Privacy Policy

1. Who We Are

RacePrep AI ("we", "us", "our") is a motorsport performance coaching platform operated by Lukas Puchinger. We are committed to protecting your personal data in accordance with the EU General Data Protection Regulation (GDPR) and Swiss data protection law (nDSG).

2. Data We Collect

We collect the following data when you use RacePrep AI:

Account data: Email address, name, and profile photo (from Google OAuth or email signup).

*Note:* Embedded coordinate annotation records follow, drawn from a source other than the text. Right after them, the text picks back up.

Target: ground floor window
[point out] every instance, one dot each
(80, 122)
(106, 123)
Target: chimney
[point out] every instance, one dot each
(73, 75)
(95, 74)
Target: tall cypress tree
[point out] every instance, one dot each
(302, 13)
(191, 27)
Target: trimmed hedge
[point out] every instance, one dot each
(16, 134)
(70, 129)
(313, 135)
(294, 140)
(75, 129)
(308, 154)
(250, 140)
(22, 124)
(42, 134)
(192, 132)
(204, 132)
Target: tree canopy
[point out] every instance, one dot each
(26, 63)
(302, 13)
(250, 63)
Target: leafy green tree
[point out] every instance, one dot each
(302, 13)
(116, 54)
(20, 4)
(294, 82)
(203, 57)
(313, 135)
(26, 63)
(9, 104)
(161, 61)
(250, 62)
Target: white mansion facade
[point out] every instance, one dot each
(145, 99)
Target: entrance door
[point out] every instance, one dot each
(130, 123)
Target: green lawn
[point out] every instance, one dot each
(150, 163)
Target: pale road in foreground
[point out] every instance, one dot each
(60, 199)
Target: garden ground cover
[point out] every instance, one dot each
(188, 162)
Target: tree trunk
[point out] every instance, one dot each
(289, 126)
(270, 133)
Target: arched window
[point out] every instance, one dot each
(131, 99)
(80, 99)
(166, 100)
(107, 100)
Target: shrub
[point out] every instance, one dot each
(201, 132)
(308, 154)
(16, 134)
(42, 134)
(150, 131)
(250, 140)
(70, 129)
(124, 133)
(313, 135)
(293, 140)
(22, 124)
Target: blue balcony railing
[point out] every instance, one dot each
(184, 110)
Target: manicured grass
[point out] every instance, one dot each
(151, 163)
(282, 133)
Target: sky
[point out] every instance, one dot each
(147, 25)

Driver profile data: Racing category, experience level, age, height, weight, fitness level, training preferences, injuries, and notes you provide during onboarding.

Usage data: Training plans generated, workout logs, nutrition logs, and benchmark results.

Payment data: Processed by Stripe. We store your Stripe customer ID but never your card details.

Wearable data: If you connect Strava, Garmin, or WHOOP, we import training and recovery data via their APIs.

3. How We Use Your Data

We use your data to:

Generate personalized training plans using AI (Anthropic Claude API). Your driver profile data is sent to Anthropic's API to generate your plan. Anthropic does not use this data to train their models.

Track your training progress, manage your subscription, send you relevant notifications and emails, and improve our service.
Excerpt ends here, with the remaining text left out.